Son Güncelleme: 15 Nisan 2017 22:45 Memur-Sen İl Temsilcisi ve Sağlık-Sen Çorum Şube Başkanı Ahmet Saatcı, 16 Nisan’ın Türkiye’nin vesayetten arınma, milli iradeyi, millet iradesini tahkim etme, hakemin de hâkimin de millet olduğu bir zemine geçme tarihi olduğunu söyledi.
Ülkenin vesayetten arınması, ülkenin kalkınması anlamına geldiğini dile getiren Saatcı, “Son toplu sözleşmede 213 kazanım elde ettik. Fakat aradan geçen süreçte siyasetteki dalgalanmalar, 15 Temmuz gibi darbe görünümlü işgal hareketi ve Türkiye’deki ekonomik operasyonlar, küresel spekülasyonlar bizim aldığımız kazanımlar kaldı mı ki tartışmasını beraberinde getiriyor. Bu ülkenin sorunu istikrar. Bu ülkeyi yönetsel istikrarı yakalarsa bizim ekmeğimiz büyüyecek mutfağımıza giren pay artacak, yoksa yerinde saymaya devam edeceğiz” dedi.
“Avrupa denilen köleci düzenin üzerindeki yaldızlar döküldü” diyen Saatcı, açıklamasında şunları ifade etti:
“Altından sağıyla soluyla sığınmak zorunda kaldıkları kilise ve faşizm anıtı çıktı. Tarihi bir dönemeçteyiz. Ezberlerden oluşmuş kulelerin yıkılma zamanı şimdi. Köhne dünyanın çürümüş sütunları çatırdıyor. Vesayetin çarkları kırılıyor artık. Yarasalar vesayet mağarasının dehlizlerinden kirli kelimeler fırlatıyorlar. Türkiye güneşi en berrak şekilde mazlum coğrafyaların üzerine doğuyor. Alman Medyası: ‘Evet Çıkarsa Türkiye 63 Ülkenin Lideri Olacak’ diye yazıyor. Suriye, zihnimiz kadar uzak. Irak, gönlümüz kadar yakın. Haritalarla üstü örtülen Afganistan, biziz. Arakan, Moro ve daha nice kardeş yurtlar, emperyalizmin kelimeleriyle örülmüş sahte sınırlar kadar uzak bize, Kireçle boyanmış beyaz taşların sanal sınırlar olduğunu, gönül coğrafyamızın, medeniyet coğrafyasının meftunları olduğumuzu unutmadan, Zulmü akradite eden küresel mevzuat söylevlerine karşı, “dünya beşten büyüktür” iradesine sahip çıkacak, Küresel çirkefe karşı, hakkı haykıracak, Mazlumların hukukunu ayağa kaldıracağız.

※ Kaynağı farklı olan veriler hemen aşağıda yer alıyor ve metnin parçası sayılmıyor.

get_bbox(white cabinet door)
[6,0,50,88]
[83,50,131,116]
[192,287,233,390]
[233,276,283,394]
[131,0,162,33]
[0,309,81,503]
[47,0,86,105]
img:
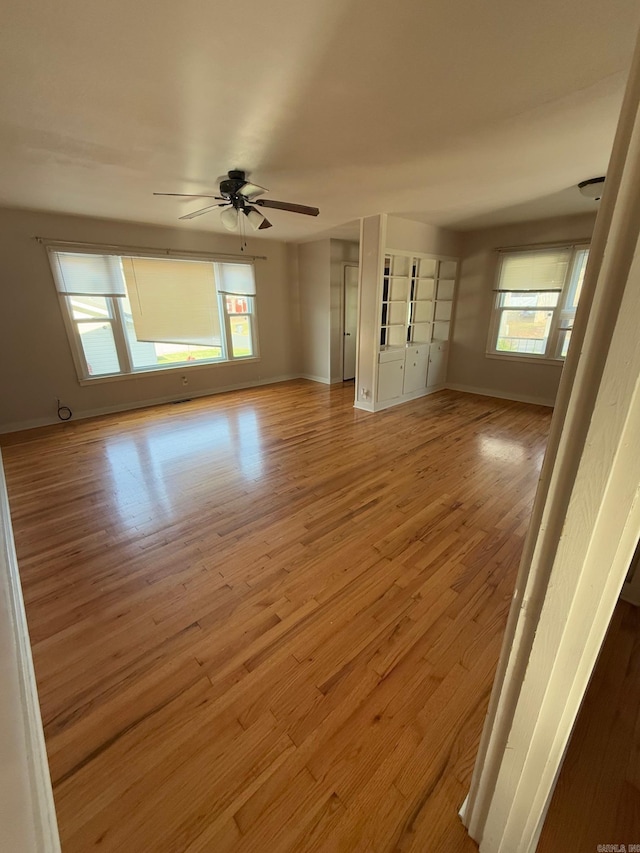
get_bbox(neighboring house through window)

“Cumhuriyet elden gidiyor” diye haykıranlar, 1960 darbesinin arkasında yer alanlardır. Darbeye bayram diyenler ve ders kitaplarına yazıp kutlatanlar onlar. 61 Anayasa’sına ‘Özgürlükler Anayasası’ diyenler onlar. Fakat ne hikmetse, 60 darbesi bizzat cumhuriyete vurulan bir darbedir. Daha açık bir ifadeyle, cumhuriyetin bağımsızlığını, NATO’ya veren darbe ‘27 Mayıs Darbesi’dir. 61 Anayasası NATO’cu vesayetin mevzuatıdır. 12 Eylül anayasası da, bu mevzuatın yenilenmesinden ve tahkimatından ibarettir. Yani ‘Neo-liberalizm’in tahkimatıdır.
28 Şubat içeriden bir müdahale değil, dışarıdan içeriye müdahaledir. 27 Nisan ‘e-muhtıra’ da kısık sesle yoklama alıp nabız ölçtüler. Şapkayı alıp kaçmak yerine kürsünün başına geçen siyasetçi profili doğru bir duruştu. 15 Temmuz’da ülkemizi işgal etmeye çalışanlara karşı; ‘Halkın Gücünün Tankın Gücüne Galebe Çalması’ onurlu bir meydan okuyuştu. ‘15 Temmuz’daki Nöbet, 16 Nisan’da Evet’ ile taçlansın diye sahayı terk etmedik, terk etmeyeceğiz. Ter akıtıyoruz. 81 İl, 100 İlçe hedefledik. 350 merkezi aştık ve yüz binlerle buluştuk. Şimdi son bir ‘hervele’, yeni bir ‘besmele’ zamanı Bir kişiden ne olur diyemeyiz. Biz birlerin hikâyesi ve bereketiyiz.”